No início da primavera, surgem alguns insetos voadores dotados de enorme e arredondado abdômen – são as içás ou tanajuras, expressão fêmea das formigas saúvas. Num único determinado dia, estas içás alçam vôo para serem fecundadas.
De volta a superfície, as içás perdem definitivamente as suas asas. Sem perder tempo, escolhem, separadamente, um tipo de solo apropriado para nele escavar um buraco com quase um palmo de profundidade e que terminará em uma câmara onde a iça dará início a uma nova população de saúvas. Curiosamente, a içá fecha o túnel que desemboca na referida câmara com porções de solo retiradas do fundo da própria câmara que fica então imersa em um ambiente úmido e completamente escuro.
Concluída a etapa de construção do abrigo, a saúva elimina pela boca uma pequenina porção de um fungo filamentoso (uma pequenina porção de bolor) que irá desenvolver-se nutrido, nesta etapa, pelos dejetos e pela saliva da iça. Este fungo servirá de semente para produzir o alimento necessário para alimentar toda a futura colônia.

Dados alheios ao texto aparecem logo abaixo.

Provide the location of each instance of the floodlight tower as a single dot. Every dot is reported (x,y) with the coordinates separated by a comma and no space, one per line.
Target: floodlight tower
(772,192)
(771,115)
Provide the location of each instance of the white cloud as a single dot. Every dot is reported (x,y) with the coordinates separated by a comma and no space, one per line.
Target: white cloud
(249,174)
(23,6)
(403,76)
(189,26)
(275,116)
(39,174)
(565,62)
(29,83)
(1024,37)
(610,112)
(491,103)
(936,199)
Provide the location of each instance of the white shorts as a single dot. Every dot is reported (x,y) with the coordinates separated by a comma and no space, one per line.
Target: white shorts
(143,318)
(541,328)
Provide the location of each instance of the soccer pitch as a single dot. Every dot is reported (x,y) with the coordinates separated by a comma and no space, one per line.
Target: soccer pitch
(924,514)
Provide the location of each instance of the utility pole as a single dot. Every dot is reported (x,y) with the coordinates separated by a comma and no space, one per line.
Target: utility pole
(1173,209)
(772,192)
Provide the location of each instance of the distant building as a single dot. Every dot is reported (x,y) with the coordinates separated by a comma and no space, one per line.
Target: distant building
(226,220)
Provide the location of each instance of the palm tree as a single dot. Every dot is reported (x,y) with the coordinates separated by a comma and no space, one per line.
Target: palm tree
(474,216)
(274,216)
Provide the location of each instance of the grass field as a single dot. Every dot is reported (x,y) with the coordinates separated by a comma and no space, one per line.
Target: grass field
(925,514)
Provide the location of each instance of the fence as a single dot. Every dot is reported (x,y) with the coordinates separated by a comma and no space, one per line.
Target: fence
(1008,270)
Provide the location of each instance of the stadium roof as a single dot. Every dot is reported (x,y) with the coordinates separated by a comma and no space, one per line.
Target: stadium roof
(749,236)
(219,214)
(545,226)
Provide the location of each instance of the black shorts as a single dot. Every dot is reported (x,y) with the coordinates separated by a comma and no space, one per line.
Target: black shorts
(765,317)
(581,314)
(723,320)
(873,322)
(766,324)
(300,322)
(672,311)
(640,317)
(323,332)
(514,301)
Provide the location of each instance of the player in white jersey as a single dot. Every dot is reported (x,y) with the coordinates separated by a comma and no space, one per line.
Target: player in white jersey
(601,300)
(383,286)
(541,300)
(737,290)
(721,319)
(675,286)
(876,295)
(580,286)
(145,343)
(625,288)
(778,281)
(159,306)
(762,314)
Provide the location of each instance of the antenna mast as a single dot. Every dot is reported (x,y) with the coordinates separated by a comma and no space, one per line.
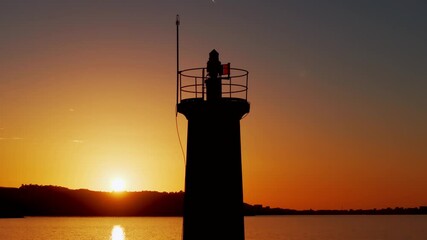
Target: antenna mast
(177,59)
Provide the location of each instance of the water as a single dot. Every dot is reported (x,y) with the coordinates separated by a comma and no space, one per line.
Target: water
(393,227)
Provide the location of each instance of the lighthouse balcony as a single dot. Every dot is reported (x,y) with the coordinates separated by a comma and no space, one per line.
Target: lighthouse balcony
(191,86)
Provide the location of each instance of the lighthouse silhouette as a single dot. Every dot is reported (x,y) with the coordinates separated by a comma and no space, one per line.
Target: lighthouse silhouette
(214,100)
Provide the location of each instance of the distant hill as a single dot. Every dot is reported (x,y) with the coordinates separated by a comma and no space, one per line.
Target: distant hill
(36,200)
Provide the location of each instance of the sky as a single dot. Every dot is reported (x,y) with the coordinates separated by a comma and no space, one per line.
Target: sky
(337,92)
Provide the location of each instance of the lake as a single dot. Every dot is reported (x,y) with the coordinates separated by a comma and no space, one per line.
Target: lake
(375,227)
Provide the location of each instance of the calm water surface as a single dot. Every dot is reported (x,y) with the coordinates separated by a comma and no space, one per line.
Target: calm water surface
(402,227)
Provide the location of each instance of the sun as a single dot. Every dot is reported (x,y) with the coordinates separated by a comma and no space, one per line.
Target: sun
(118,185)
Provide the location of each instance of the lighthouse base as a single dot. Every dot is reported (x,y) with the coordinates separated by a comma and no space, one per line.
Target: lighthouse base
(213,200)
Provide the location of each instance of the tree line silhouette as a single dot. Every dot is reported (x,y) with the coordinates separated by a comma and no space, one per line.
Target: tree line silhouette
(38,200)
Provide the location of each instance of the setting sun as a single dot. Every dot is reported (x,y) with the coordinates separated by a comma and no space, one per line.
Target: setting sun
(118,185)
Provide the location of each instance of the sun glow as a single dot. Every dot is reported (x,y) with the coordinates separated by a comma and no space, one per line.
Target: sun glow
(118,185)
(118,233)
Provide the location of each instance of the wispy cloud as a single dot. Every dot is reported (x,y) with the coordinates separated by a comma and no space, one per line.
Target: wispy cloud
(13,138)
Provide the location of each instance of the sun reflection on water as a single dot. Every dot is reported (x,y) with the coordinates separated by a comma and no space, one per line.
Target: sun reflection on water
(118,233)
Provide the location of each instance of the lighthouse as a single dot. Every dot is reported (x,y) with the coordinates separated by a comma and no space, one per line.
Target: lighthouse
(214,100)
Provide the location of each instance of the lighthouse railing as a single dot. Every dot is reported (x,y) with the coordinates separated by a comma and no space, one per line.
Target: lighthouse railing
(192,84)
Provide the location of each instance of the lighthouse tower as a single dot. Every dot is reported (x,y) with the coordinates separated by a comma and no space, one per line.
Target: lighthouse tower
(214,100)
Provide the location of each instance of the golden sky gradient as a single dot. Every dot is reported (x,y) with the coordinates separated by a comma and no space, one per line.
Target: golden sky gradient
(337,92)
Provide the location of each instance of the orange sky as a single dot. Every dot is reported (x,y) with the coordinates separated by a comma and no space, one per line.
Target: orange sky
(337,93)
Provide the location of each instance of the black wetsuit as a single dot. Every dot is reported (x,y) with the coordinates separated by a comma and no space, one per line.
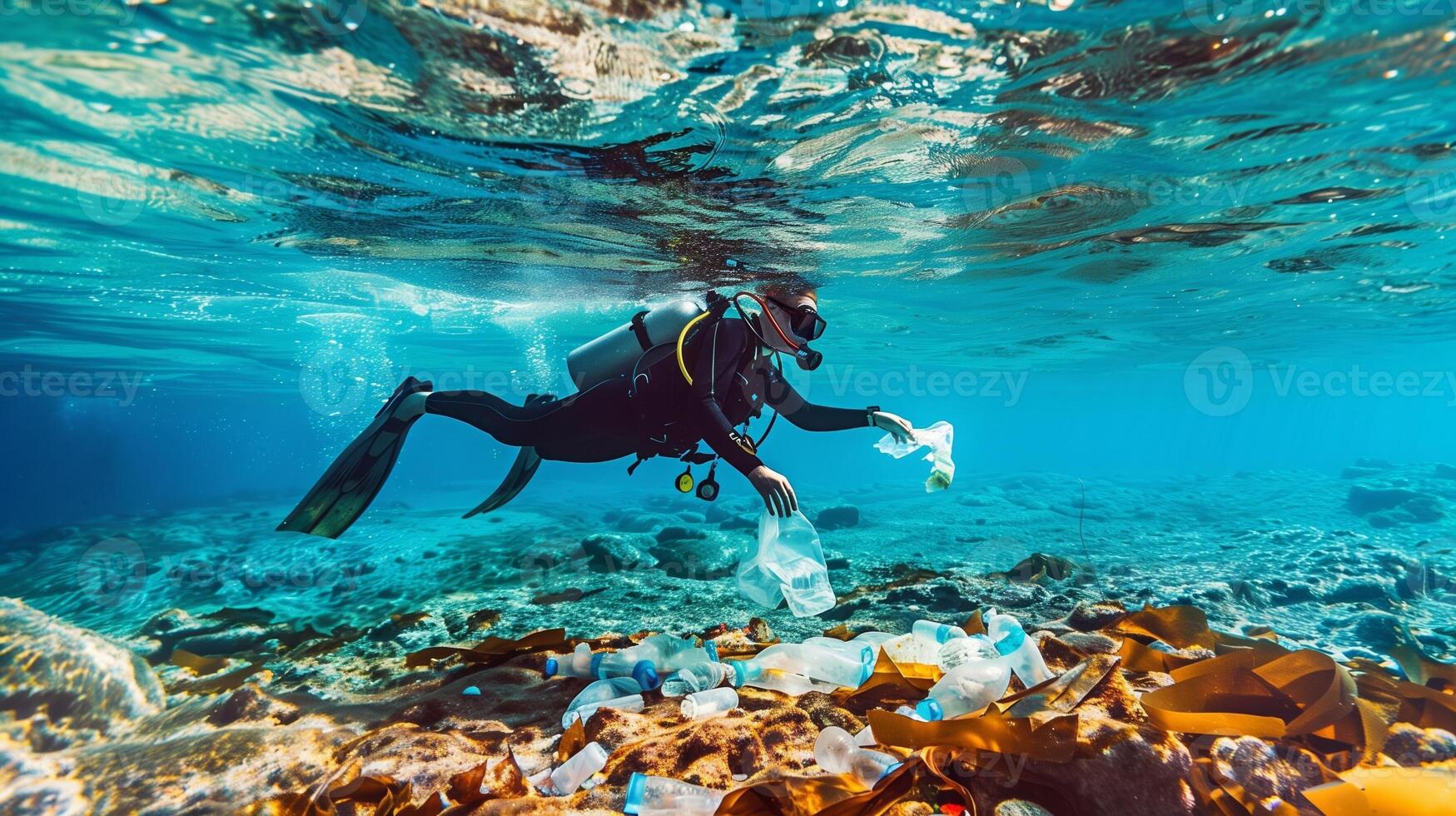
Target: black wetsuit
(658,414)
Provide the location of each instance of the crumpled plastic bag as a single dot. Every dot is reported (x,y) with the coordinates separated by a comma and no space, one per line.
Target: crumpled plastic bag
(938,437)
(788,565)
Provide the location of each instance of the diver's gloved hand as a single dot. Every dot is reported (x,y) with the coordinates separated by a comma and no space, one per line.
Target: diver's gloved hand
(777,491)
(897,427)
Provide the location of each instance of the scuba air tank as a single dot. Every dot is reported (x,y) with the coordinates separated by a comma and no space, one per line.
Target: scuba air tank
(618,351)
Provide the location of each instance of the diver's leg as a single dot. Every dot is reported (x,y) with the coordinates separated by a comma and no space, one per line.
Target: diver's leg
(594,425)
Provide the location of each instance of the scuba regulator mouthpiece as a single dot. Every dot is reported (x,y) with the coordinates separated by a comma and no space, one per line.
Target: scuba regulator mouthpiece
(807,357)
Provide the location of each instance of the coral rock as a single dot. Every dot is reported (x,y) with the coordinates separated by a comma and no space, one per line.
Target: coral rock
(73,674)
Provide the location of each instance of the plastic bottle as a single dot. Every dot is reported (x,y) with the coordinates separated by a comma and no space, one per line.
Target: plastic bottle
(855,650)
(569,774)
(874,640)
(756,675)
(935,631)
(962,650)
(699,676)
(970,687)
(574,664)
(836,752)
(817,664)
(653,659)
(612,693)
(658,794)
(789,565)
(1020,650)
(702,704)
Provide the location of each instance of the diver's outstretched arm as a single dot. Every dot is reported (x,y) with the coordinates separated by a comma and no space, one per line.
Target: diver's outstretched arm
(804,414)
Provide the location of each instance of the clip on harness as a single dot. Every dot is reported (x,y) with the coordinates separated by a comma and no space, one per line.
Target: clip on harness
(717,308)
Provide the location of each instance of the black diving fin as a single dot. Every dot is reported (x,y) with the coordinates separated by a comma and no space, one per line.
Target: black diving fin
(514,483)
(354,478)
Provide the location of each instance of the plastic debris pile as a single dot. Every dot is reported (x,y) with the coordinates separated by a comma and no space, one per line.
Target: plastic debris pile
(1145,711)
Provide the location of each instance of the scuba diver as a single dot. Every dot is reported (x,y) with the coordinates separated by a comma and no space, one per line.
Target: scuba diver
(658,386)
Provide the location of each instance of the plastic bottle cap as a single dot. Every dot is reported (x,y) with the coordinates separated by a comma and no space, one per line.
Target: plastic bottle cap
(929,709)
(645,675)
(635,786)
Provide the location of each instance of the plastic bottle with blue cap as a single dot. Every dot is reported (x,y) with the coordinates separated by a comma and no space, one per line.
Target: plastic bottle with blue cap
(1020,650)
(756,675)
(658,796)
(655,656)
(935,631)
(836,752)
(817,662)
(702,704)
(964,689)
(612,693)
(699,676)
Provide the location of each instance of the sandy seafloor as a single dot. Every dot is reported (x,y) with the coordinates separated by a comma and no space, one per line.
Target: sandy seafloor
(1331,561)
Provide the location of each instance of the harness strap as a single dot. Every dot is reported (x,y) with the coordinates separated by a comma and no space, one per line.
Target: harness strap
(639,330)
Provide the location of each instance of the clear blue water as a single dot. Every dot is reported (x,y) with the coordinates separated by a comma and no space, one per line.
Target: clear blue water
(260,219)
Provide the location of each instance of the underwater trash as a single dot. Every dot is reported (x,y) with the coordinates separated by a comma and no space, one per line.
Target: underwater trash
(935,631)
(703,704)
(836,752)
(788,565)
(938,437)
(648,796)
(1011,640)
(964,689)
(814,662)
(573,773)
(758,675)
(962,650)
(655,656)
(612,693)
(699,676)
(574,664)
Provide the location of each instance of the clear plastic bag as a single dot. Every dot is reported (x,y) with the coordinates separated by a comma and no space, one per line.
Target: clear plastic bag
(788,565)
(938,437)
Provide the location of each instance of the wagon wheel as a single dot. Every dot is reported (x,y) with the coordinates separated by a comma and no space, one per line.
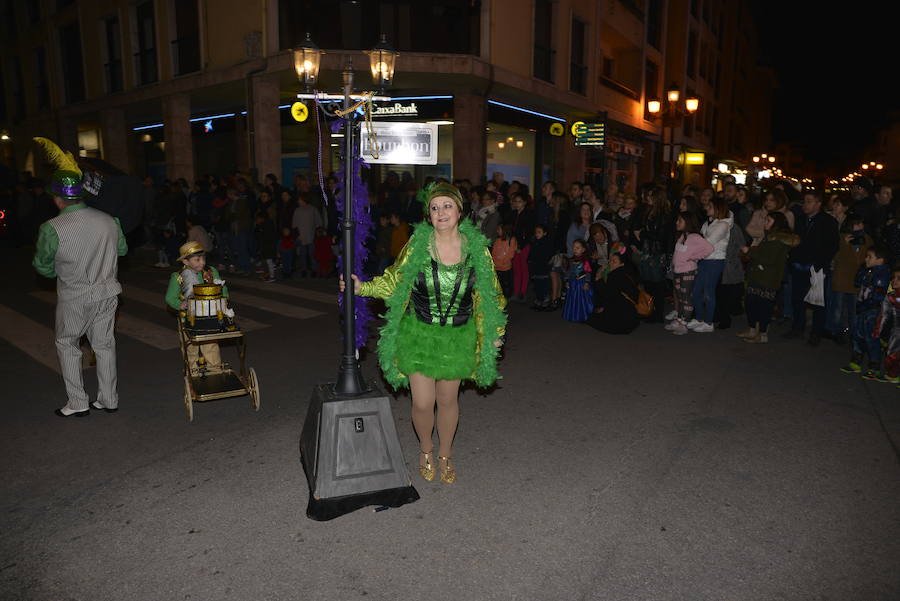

Cerca de uma semana depois de concluída a câmara, começa a postura dos ovos que a saúva instala, um a um, sobre a massa esbranquiçada de fungos, que neste momento sevem de “berço”.

É curioso como a saliva da içá impede o desenvolvimento de outros microorganismos que poderiam vir a prejudicar o desenvolvimento da nova colônia. Para usufruir deste fato, a içá limpa regularmente suas próprias patas e antenas com o auxílio das suas mandíbulas cobertas de saliva.

Regularmente, durante a postura de ovos, a iça põe uns ovos muito maiores que os normais. Estes ovos – “ovos de alimentação” – são estéreis e servem de fonte de alimentos para a própria iça e também para os novos integrantes da colônia, na fase larval, enquanto o fungo não está disponível em quantidade suficiente.

Depois de cerca de três semanas, surgem dos ovos larvas que passam a ser alimentadas pelo conteúdo líquido dos “ovos de alimentação” levados pela içá, de boca em boca, para as larvas.
Mais três semanas e as larvas transformam-se em pupas (forma intermediária de desenvolvimento já muito semelhante à forma adulta). As pupas não tem a necessidade de se alimentar. Dez dias depois, a içá ajuda as “novas formigas” a sair das membranas de pupa.

Estas jovens formigas já tem uma formidável tarefa para cumprir : escavar uma saída em forma de túnel até a superfície e depois, alargá-lo suficientemente para formar o primeiro acesso (olheiro) do novo formigueiro.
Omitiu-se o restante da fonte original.